Et à propos du Congres of south african trade unions (Cosatu, Congrès
des syndicats
sud africains [ http://www.cosatu.org.za ] ) ?
Michaël Smith : La Cosatu reste importante, à nos yeux car, avec ses
1,8 million
d’adhérent-e-s, elle reste la plus grosse organisation de la classe
ouvrière. Elle
est sur le point (le 30 mai) de déclencher une grève générale massive
(à peu près
un million d’adhérent-e-s dans la fonction publique) à propos
d’augmentation des
salaires. La grève se fera aux côtés de la Fedusa, la Nactu et de
syndicats
indépendants, ce qui est une démonstration importante d’unité des
fédérations ;
auparavant divisées par l’idéologie et les voilà maintenant unifiées en
tant que
travailleurs et travailleuses. Les idéologues de la Cosatu croient que
depuis
depuis 2002, ils ont réussi a renversé la dérive droitière néo-libérale
de l’ANC.
Mais cela reste à voir au travers de la politique concrète de l’ANC. En
tout cas,
depuis un an, la Cosatu a commencé à faire des appels du pied en
affirmant la
nécessité de travailler en partenariat avec les mouvements sociaux.
Cette position
s’explique à la fois par le changement du militantisme syndical dû à la
précarisation rampante et par la forte proportion de personnes sans
emploi (40% de
la population active selon les sources du syndicat) pouvant aussi être
mobilisée si
nous travaillons ensembles. La ZACF est pour la convergence de ces
forces, tant
qu’elles restent sur une ligne de lutte des classes et que les
mouvements sociaux
ne se compromettent pas en travaillant avec un syndicat allié au parti
gouvernant
(au sein de Cosatu, il y a beaucoup de courants qui critiquent
fortement l’ANC). La
ZACF continue à débattre sur la possibilité de monter des cellules
syndicales au
sein de fédérations déjà existantes dans au moins deux secteurs :
l’université de
Witwatersrand et dans le journal Independent Newspapers.

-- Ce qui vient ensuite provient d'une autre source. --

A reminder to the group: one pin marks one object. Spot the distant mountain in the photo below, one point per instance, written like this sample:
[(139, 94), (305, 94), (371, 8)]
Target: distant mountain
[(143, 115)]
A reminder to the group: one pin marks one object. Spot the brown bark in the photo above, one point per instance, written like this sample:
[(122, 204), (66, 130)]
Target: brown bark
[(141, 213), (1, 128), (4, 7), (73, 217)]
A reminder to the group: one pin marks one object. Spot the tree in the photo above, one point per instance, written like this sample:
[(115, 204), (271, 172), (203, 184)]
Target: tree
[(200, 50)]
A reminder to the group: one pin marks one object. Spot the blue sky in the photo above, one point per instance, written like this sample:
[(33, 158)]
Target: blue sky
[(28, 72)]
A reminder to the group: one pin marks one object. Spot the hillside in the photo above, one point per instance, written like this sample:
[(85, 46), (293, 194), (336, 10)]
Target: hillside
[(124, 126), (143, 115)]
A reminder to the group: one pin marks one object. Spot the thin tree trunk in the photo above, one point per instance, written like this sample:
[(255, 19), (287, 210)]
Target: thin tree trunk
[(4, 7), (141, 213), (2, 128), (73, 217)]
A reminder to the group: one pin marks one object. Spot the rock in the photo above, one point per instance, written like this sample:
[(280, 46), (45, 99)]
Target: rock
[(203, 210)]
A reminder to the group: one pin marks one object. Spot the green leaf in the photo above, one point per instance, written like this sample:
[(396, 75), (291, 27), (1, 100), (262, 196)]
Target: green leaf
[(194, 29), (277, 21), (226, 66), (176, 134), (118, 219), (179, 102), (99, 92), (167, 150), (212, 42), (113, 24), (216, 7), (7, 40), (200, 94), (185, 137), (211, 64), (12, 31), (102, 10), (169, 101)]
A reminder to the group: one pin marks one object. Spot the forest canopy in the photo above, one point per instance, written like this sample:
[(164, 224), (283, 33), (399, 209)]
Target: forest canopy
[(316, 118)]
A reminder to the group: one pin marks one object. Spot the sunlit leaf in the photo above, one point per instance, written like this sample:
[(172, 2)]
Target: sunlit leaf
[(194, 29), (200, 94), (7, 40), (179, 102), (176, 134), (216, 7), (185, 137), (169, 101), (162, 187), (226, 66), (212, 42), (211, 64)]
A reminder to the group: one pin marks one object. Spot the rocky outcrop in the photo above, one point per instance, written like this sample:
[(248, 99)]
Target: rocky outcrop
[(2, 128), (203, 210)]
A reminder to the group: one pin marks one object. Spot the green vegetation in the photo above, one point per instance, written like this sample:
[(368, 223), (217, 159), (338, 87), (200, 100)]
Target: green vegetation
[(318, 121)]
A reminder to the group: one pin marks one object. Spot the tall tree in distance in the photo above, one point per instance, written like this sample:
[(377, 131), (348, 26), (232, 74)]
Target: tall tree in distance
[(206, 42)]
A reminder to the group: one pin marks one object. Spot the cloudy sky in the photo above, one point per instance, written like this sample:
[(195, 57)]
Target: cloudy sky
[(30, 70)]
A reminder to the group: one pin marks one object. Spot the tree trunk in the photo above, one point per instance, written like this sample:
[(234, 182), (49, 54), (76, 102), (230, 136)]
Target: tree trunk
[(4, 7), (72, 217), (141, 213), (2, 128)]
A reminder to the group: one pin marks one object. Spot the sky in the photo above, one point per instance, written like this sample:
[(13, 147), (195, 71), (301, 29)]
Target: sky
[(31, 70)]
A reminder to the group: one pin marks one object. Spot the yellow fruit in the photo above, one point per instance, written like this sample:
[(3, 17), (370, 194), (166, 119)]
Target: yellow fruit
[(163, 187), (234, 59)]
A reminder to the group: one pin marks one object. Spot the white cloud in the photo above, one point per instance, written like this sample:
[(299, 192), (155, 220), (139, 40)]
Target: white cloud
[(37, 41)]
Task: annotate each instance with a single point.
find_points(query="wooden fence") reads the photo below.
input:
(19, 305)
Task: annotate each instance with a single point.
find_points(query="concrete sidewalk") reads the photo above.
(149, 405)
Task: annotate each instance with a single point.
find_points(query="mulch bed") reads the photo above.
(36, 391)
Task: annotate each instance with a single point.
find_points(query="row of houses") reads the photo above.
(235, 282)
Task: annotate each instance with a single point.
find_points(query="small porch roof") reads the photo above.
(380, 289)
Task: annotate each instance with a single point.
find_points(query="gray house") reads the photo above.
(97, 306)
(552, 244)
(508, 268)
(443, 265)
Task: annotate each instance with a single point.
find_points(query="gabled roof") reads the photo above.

Quels sont les principaux problèmes rencontrés par le courant
anarcho-communiste en
Afrique du Sud ?
Michaël Smith : Notre principal défi porte sur le combat contre la
domination de
l’idéologie nationaliste noire de l’ANC qui répand le mythe de la «
Révolution
nationale démocratique » dans les classes populaires. Heureusement, au
fil du
temps, des secteurs de cette dernière (essentiellement les personnes
sans emplois
et les ouvriers et ouvrières agricoles) ont commencé à voir que cette «
Révolution
» de l’ANC permettait la survie du capitalisme blanc en échange de
quelques places
au banquet pour des leaders noirs. Aussi nous nous sommes délibérément
appelés la
Fédération anarcho-communiste Zabalaza (lutte) pour essayer de proposer
d’un vrai
communisme par la base et de le distinguer de la très faible version
sociale
démocrate du Parti communiste sud africain. Mais encore maintenant, le
SACP a des
ressources bien plus conséquentes que nous. Cela nous amène à notre
plus gros défi
sur le terrain : l’extrême pauvreté. Même parmi nos membres, beaucoup
doivent faire
face quotidiennement à la faim et l’organisation n’est pas assez riche
pour les
nourrir (d’où l’idée des potagers, mais cela a été rongé de problèmes
comme celui
de membres de la communauté voulant les transformer en petits
commerces). Nous ne
sommes pas une association caritative, mais une organisation politique.
Mais il est
dur d’agir dans de telles conditions. La classe ouvrière, tant
appauvrie, est
devenue la proie des sectes religieuses ésotériques, des exploiteurs
des
travailleurs pauvres, des usuriers et des politiciens démagogues qui
lui promettent
« une meilleure vie » (le slogan de l’ANC).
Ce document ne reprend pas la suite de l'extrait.